Oldsmobile sold lots of trucks through the 1920s, with some Oldsmobile-badged GMCs being shipped off for overseas sales in the late 1930s. Pontiac had a bit more history in the truck department, building sedan deliveries well into the 1950s (Buick and Cadillac made trucks in the early part of the 20th century as well), but it was clear that just about every car marque would need at least one truck model soon enough.

Three generations of Bravada were built; the first two (1991-1994 and 1996-2001) were based on the Chevrolet S-10/Blazer platform and the third (2002-2004) was sibling to the Chevrolet Trailblazer. By the end — and by that, I mean the end of Oldsmobile itself — even Buick, Saab and Isuzu offered Trailblazer twins.

This generation of Bravada differed more from its Chevrolet/GMC siblings than did the 2002-2004 versions, with snazzy Bravada-only bucket seats and a unique center console.

The split grille and side cladding also made the Bravada easy to distinguish from a Blazer at a glance. This face would change, for the worse, with a mid-cycle refresh that brought Oldsmobile’s new Aurora-inspired emblem. 

The cladding on the Bravada was body-colored from the factory, but someone — possibly a San Francisco 49ers fan — painted the cladding and bumpers gold.
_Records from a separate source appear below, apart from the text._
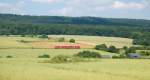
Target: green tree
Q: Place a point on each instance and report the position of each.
(113, 49)
(72, 41)
(101, 47)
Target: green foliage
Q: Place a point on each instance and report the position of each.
(101, 47)
(43, 36)
(145, 53)
(113, 49)
(72, 41)
(139, 30)
(88, 54)
(44, 56)
(9, 56)
(62, 39)
(61, 59)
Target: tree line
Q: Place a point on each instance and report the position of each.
(139, 30)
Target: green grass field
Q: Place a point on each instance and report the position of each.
(25, 64)
(105, 69)
(83, 41)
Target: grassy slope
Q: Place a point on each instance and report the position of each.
(12, 69)
(25, 66)
(84, 41)
(34, 53)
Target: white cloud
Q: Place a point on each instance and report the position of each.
(11, 8)
(130, 5)
(47, 1)
(82, 7)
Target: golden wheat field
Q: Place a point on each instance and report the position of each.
(104, 69)
(25, 64)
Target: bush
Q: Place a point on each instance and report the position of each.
(62, 39)
(9, 56)
(61, 59)
(72, 41)
(101, 47)
(113, 49)
(88, 54)
(44, 56)
(43, 36)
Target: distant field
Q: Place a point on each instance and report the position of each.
(25, 64)
(26, 69)
(34, 53)
(83, 41)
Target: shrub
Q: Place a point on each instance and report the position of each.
(88, 54)
(43, 36)
(44, 56)
(62, 39)
(72, 41)
(101, 47)
(61, 59)
(9, 56)
(113, 49)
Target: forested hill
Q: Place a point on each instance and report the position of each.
(137, 29)
(72, 20)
These factory wheels look good, though the gold inset color appears to have been added by the same painter who did the cladding.

It’s not anywhere near the highest-mile Oldsmobile odometer I’ve found in the junkyard (that was an ‘86 Calais with 363,000 miles), but 235,000 is respectable.

Gotcherself a sports ute, right? You’re lucky, not everyone can afford the lobster!

Let the Bravada do the thinking.

Special deals on Indiana Bravadas driven by the Olympic Committee!